[Python-ideas] Consider adding clip or clamp function to math

Random832 random832 at fastmail.com
Tue Aug 2 14:45:49 EDT 2016


On Tue, Aug 2, 2016, at 14:22, Steven D'Aprano wrote:
> In any case, clamping is based of < and > comparisons, which are 
> well-specified by IEEE 754 even when NANs are included:

Sure, but what the standard doesn't say is exactly what sequence of
comparisons is entailed by a clamp function.

def clamp(x, a, b):
    if x < a: return a
    else:
        if x > b: return b
        else: return x

def clamp(x, a, b):
    if a <= x:
        if x <= b: return x
        else: return b
    else: return a

There are, technically, eight possible naive implementations, varying
along three axes:
- which of a or b is compared first
-  x < a (or a > x) vs x >= a (or a <= x)
-  x > b (or b < x) vs x <= b (or b >= x)
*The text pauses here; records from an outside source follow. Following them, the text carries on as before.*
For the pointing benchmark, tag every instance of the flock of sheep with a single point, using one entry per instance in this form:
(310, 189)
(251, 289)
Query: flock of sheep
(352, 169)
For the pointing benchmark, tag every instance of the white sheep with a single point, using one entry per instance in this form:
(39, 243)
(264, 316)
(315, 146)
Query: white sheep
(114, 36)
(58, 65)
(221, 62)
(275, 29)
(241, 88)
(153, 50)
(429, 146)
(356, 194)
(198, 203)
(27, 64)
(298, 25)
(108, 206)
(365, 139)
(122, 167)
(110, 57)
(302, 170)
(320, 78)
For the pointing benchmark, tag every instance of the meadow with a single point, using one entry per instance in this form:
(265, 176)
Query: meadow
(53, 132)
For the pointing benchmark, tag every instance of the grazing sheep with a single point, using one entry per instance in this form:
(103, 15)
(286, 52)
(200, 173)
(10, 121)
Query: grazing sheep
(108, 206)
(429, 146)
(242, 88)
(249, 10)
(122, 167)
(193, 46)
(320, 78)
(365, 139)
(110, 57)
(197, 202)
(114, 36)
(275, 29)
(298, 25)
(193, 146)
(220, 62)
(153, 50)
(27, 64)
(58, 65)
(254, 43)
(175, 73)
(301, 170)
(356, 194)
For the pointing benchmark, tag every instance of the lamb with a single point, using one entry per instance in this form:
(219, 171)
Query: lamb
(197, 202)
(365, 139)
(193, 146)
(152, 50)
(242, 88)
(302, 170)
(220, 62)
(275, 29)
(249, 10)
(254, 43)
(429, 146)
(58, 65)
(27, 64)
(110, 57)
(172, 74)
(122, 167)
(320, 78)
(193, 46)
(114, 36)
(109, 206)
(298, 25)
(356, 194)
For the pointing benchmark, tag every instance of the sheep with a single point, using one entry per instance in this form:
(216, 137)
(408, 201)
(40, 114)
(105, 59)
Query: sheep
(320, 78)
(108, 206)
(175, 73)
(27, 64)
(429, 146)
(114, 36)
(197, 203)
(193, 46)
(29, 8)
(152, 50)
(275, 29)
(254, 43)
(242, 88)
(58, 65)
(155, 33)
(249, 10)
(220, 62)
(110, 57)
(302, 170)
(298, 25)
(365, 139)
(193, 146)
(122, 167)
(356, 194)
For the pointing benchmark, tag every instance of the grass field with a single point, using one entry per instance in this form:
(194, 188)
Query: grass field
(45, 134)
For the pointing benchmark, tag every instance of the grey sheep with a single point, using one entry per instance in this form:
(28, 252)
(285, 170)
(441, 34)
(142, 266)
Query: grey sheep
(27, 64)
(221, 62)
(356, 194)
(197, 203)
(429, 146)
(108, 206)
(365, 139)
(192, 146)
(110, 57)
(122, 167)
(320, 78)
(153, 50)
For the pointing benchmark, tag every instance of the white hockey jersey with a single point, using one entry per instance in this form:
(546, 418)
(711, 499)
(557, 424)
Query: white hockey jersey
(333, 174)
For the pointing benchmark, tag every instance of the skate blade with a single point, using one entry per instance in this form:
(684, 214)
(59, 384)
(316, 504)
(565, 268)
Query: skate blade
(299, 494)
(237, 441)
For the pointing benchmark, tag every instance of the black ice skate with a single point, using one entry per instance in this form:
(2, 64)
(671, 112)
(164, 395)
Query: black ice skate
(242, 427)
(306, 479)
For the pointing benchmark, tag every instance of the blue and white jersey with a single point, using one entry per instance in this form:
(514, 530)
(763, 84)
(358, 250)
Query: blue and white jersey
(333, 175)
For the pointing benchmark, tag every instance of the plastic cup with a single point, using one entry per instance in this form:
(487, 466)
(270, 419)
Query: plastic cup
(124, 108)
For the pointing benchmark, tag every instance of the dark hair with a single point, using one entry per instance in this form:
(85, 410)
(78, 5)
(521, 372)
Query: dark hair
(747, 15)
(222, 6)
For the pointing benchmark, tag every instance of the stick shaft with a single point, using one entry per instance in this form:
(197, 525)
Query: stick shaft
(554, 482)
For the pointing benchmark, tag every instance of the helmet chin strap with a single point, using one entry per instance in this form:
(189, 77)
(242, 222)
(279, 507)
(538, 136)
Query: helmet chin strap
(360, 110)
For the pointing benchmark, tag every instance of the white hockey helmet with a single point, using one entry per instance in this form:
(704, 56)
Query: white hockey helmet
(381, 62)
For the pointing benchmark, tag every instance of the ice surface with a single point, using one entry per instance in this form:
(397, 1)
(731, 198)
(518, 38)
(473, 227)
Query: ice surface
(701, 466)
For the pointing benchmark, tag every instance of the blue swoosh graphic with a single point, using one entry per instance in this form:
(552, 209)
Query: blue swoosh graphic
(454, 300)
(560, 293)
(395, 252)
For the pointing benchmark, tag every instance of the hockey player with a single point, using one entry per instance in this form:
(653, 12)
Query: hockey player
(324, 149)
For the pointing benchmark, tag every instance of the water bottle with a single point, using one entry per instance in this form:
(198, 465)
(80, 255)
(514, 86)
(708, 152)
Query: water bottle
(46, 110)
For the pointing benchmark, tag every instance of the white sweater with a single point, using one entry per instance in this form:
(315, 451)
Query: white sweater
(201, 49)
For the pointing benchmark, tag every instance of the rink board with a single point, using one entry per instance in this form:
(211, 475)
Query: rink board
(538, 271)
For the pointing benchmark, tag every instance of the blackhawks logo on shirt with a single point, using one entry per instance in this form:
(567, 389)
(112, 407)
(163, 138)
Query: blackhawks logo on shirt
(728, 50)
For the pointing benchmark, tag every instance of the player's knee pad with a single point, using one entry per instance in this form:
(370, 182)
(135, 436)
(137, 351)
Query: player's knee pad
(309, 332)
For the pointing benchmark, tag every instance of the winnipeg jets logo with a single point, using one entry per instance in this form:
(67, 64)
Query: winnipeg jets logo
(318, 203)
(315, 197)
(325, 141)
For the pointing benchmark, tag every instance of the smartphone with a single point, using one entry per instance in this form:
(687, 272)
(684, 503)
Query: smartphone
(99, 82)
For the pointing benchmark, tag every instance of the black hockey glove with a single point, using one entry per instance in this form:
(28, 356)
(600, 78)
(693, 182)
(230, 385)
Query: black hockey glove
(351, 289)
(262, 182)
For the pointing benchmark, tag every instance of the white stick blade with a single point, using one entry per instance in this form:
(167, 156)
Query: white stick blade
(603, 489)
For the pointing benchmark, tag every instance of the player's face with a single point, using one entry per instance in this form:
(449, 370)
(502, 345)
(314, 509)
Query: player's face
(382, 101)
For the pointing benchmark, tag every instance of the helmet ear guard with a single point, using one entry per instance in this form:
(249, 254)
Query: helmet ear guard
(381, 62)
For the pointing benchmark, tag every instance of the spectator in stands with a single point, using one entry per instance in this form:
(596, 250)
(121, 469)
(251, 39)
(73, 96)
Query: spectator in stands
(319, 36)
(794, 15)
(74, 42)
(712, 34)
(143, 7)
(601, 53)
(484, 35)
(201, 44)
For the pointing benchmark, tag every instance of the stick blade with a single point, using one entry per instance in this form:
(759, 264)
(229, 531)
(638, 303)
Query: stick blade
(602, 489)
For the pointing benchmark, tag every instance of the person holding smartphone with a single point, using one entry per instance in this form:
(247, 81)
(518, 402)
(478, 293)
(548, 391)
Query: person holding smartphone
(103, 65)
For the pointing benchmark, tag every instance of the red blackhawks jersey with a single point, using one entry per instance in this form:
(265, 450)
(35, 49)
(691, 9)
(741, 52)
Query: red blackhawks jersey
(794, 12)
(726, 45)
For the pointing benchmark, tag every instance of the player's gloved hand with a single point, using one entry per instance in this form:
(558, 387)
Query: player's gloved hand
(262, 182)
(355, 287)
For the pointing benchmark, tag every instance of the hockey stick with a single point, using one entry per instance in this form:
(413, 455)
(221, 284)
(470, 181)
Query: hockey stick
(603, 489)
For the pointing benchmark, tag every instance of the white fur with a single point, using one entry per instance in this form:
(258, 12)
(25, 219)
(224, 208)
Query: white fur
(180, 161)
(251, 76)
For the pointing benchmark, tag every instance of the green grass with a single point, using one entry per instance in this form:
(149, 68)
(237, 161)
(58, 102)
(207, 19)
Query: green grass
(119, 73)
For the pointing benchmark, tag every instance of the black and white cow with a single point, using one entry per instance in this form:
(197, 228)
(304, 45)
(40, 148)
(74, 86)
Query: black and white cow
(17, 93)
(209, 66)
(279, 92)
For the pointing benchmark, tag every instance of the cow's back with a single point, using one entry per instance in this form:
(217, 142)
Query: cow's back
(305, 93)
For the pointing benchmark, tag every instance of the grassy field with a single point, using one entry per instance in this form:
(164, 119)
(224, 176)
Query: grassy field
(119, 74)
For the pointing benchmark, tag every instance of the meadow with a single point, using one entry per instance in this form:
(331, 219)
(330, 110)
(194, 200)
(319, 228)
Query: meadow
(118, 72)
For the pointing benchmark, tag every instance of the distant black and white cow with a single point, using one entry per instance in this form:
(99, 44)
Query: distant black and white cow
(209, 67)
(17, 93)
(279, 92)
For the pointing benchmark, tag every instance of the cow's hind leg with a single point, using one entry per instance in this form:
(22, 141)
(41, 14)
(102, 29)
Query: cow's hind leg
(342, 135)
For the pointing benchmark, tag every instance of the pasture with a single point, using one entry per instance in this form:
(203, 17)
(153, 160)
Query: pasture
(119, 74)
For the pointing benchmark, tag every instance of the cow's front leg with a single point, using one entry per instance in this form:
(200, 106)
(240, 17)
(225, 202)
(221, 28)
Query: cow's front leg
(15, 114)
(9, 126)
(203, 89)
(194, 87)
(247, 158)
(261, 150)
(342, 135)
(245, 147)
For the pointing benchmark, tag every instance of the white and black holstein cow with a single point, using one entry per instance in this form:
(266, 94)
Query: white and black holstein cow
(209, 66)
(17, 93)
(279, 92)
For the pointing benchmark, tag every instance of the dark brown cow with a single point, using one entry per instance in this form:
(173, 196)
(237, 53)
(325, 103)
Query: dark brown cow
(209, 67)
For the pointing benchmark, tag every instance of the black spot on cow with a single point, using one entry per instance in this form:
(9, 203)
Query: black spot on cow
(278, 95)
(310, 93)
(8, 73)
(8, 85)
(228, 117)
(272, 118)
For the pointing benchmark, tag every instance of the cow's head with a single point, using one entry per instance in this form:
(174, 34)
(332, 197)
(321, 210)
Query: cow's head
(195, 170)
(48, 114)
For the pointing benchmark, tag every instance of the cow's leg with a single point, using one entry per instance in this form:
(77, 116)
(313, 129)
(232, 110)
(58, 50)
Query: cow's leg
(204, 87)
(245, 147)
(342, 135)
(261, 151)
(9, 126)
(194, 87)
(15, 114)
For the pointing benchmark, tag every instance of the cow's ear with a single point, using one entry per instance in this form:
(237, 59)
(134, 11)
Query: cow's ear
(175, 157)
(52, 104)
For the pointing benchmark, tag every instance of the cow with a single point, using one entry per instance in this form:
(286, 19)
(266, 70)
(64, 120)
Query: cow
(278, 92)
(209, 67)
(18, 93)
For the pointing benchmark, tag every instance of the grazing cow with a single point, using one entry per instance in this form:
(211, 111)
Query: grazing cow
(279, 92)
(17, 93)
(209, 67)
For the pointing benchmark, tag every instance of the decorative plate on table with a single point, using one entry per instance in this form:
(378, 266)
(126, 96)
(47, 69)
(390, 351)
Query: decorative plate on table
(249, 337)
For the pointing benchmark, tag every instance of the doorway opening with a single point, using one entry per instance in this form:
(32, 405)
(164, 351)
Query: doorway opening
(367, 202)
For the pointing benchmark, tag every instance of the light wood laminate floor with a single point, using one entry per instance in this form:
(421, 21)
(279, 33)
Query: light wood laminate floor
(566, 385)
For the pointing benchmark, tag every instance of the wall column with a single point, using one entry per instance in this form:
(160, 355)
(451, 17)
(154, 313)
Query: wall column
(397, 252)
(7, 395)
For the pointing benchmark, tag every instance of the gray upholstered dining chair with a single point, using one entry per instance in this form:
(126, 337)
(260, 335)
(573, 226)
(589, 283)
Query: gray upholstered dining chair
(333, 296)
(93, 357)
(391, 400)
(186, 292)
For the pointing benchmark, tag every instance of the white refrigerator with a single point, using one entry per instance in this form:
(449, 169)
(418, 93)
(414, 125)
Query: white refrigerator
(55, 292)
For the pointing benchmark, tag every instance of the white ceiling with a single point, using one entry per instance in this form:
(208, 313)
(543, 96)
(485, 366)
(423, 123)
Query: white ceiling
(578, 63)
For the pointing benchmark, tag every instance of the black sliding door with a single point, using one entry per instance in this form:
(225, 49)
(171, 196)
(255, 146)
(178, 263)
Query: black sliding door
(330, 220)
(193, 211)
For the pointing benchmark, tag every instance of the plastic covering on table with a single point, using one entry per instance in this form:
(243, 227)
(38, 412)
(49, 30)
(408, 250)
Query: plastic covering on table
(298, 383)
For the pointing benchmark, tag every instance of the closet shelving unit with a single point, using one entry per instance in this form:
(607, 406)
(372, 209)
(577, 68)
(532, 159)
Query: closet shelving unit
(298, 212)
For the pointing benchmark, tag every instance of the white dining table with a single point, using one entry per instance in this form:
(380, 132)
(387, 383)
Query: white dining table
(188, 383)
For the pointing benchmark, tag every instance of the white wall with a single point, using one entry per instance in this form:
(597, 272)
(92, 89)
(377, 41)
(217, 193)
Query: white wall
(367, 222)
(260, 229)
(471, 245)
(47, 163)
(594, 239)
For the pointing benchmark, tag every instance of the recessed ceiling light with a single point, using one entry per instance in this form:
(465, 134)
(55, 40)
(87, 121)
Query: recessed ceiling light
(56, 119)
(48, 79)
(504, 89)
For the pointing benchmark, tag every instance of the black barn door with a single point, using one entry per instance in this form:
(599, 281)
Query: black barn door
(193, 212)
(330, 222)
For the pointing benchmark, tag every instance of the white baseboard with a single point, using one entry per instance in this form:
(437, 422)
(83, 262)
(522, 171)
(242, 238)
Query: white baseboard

And then there are implementations that may do more than two
comparisons.

def clamp(x, a, b):
    if a <= x <= b: return x
    elif x < a: return a
    else: return b

All such functions are equivalent if {a, b, x} is a set over which the
relational operators define a total ordering, and a <= b. However, this
is not the case if NaN is used for any of the arguments.